Fiona Macaulay is Associate Professor in the Division of Peace Studies and International Development at the University of Bradford. Her research interests, on which she has published extensively, focus on criminal justice system reform, human rights policy, and gender, politics and security issues in Latin America, especially Brazil. She has just completed a book on femicide in Brazil, Transforming State Responses to Feminicide: Women’s movements, law and criminal justice institutions in Brazil, forthcoming with Emerald Press. She is also the editor of Stability: International Journal of Security and Development.

Ailish Brennan is a youth activist and is the current executive director of Youth RISE, taking up the position at the start of 2020 having previously served as Youth RISE’s Communications Officer. She has a bachelor’s degree in politics, international relations and economics at University College Dublin. Ailish has been involved in harm reduction and drug policy advocacy since 2017, and in that time has also taken a particular interest in campaigning against homelessness, as well issues facing the LGBTQ+ community, in particular how these both intersect with drug use and her work related to drug policy with Youth RISE.

Imani Robinson is an interdisciplinary writer and artist committed to political education and abolitionist organizing. whose goal is to make prison abolition and transformative justice more possible in our lifetime. They are the editor of TalkingDrugs.org, a multilingual platform for news and analysis on drug use, policy, harm reduction and related issues across the world. Imani was a plenary speaker at HR19 in Porto, Portugal and in 2018 co-produced REGENERATE, a black-led arts festival on the intersections of drug policy, racial justice and liberation alongside Camille Barton. Imani holds an M.A. in forensic architecture from Goldsmiths, University of London and a B.A. in international relations and anthropology from the University of Sussex.
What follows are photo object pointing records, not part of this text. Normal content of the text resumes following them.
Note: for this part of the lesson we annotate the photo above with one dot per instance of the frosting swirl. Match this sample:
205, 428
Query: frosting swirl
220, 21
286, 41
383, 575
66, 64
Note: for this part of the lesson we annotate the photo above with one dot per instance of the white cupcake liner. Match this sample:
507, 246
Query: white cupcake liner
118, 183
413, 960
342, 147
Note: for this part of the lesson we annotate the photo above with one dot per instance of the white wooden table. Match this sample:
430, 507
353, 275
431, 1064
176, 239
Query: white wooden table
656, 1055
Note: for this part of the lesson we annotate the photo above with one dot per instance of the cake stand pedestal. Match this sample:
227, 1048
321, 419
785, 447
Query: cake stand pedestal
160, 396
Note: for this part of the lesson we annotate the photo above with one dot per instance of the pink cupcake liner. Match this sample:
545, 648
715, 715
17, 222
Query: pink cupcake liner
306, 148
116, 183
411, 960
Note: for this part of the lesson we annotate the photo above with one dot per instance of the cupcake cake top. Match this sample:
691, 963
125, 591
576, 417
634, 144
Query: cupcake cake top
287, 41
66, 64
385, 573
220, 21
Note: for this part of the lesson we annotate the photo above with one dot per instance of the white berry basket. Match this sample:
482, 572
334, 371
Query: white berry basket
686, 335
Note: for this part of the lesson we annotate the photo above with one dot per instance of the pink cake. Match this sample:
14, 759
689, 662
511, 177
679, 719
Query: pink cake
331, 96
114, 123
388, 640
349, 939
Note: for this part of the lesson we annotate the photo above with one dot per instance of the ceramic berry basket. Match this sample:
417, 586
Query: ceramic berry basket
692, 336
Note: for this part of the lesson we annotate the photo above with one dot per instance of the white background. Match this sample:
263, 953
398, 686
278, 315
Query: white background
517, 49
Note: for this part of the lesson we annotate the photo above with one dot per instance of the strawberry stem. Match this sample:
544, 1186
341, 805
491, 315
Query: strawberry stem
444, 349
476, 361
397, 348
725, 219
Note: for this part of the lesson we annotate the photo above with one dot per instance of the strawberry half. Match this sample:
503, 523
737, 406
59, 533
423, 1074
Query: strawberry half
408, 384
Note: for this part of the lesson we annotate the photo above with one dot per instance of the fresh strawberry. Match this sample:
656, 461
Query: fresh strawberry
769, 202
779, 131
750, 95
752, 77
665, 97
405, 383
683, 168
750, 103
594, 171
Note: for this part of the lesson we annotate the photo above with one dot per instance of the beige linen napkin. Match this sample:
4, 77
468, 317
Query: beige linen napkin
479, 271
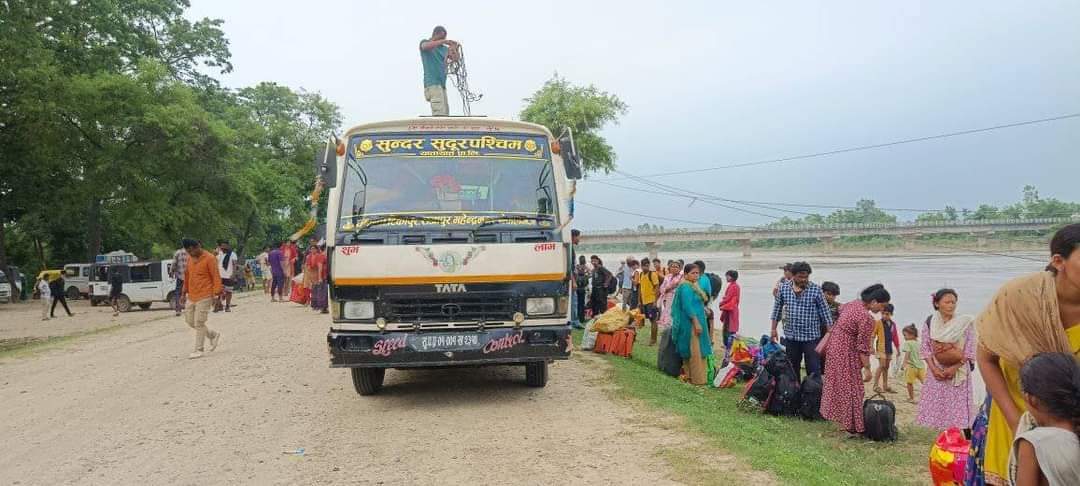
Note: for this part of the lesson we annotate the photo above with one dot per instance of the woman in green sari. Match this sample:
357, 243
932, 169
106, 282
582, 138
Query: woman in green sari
688, 322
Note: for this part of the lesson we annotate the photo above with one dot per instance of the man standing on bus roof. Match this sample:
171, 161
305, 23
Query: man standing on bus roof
433, 55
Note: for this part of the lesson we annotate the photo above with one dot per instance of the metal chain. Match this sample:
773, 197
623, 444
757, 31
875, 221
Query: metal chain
459, 76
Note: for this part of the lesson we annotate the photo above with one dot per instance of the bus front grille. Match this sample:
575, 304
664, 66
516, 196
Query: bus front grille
449, 308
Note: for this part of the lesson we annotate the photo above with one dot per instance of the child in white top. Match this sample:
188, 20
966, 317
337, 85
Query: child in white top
1047, 449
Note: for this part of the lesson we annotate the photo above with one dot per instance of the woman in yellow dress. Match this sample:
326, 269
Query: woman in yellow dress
1029, 314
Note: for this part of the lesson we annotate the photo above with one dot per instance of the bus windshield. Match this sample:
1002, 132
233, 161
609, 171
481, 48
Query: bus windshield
443, 188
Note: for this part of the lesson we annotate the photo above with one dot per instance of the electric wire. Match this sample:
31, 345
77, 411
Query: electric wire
860, 148
459, 76
653, 217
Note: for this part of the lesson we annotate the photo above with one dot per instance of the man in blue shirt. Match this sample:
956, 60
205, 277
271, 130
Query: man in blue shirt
805, 311
433, 55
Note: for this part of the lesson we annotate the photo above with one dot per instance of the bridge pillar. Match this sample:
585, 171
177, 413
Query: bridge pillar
908, 241
745, 245
829, 244
653, 248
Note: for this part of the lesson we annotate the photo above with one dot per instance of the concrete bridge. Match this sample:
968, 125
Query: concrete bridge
827, 233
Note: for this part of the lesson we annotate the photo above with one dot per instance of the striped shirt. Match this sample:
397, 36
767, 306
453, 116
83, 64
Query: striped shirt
179, 264
804, 312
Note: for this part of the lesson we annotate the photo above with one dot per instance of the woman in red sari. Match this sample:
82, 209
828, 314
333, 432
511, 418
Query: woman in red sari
849, 351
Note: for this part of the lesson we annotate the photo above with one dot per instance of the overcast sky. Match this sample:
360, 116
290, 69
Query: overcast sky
714, 83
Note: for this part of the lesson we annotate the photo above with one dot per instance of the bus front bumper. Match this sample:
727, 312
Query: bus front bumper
437, 349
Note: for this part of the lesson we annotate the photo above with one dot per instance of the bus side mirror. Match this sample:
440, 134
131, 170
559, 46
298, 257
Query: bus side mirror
326, 164
571, 161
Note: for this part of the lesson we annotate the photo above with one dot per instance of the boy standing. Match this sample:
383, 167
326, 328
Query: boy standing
46, 297
915, 368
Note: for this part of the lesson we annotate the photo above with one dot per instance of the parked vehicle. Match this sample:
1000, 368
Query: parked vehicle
77, 278
467, 264
145, 283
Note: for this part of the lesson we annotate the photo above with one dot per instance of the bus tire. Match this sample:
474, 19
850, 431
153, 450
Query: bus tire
367, 381
536, 374
123, 304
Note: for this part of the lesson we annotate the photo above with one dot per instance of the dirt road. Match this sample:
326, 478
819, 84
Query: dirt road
127, 407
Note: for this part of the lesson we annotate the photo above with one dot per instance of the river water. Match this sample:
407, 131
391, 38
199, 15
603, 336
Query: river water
909, 278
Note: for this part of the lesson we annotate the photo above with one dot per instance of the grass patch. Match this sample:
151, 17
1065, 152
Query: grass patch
795, 450
27, 347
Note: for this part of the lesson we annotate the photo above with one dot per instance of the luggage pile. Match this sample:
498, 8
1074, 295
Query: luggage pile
775, 390
611, 333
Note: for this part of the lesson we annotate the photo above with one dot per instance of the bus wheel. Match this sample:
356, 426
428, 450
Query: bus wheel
123, 304
536, 374
367, 381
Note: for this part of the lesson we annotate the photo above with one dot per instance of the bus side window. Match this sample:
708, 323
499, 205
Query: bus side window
139, 272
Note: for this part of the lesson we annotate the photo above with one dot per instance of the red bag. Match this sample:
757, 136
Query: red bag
603, 342
624, 342
948, 457
299, 294
729, 379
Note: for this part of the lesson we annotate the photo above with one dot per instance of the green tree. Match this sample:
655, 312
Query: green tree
585, 110
946, 215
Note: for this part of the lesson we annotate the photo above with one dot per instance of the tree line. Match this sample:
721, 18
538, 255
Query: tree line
116, 134
1031, 205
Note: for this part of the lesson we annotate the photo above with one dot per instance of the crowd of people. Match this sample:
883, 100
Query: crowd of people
1025, 345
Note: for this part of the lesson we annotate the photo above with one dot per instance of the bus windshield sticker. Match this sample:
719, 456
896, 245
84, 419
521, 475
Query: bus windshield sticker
451, 145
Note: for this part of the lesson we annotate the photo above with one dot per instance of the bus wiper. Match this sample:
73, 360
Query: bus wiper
390, 218
516, 217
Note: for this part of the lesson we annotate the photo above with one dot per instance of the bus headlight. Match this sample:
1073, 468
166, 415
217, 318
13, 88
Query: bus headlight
359, 309
540, 306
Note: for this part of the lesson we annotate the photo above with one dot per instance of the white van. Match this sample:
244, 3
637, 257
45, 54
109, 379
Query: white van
145, 283
77, 278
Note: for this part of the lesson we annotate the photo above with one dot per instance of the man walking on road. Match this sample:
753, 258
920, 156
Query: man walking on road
575, 298
433, 55
807, 312
46, 297
277, 261
289, 254
227, 268
202, 284
179, 266
264, 268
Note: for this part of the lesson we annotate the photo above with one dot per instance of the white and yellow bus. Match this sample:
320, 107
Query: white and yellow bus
449, 245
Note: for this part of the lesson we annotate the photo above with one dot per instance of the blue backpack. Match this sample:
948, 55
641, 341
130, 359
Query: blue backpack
768, 347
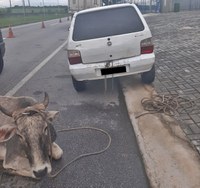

Marie Nougier has been responsible for the communications and publications work stream of IDPC since 2008, and also engages in networking, civil society capacity building activities, and policy advocacy engagement, in particular at the United Nations Commission on Narcotic Drugs (CND). Marie also supports IDPC’s activities in Latin America, where she helps coordinate a project to reduce the incarceration rate of women for drug offenses, and is also a member of the Core Group of the European Union Civil Society Forum on Drugs.

Coletta Youngers is a Senior Fellow with the Washington Office on Latin America (WOLA) and Senior Associate with the International Drug Policy Consortium (IDPC). She is a leading expert on issues related to women and incarceration in the Americas. She has over thirty years of experience working on human rights and drug policy in Latin America and on U.S.-Latin America relations. She directs WOLA’s work on women and incarceration, is co-coordinator of a working group on women, drug policy and incarceration in Latin America, and also participates on behalf of WOLA in the Research Consortium on Drugs and the Law (CEDD).

The second webinar presenting The Impact of Global Drug Policy on Women: Shifting the Needle will be held in Spanish on Wednesday, March 10 at 11:00 a.m. EST.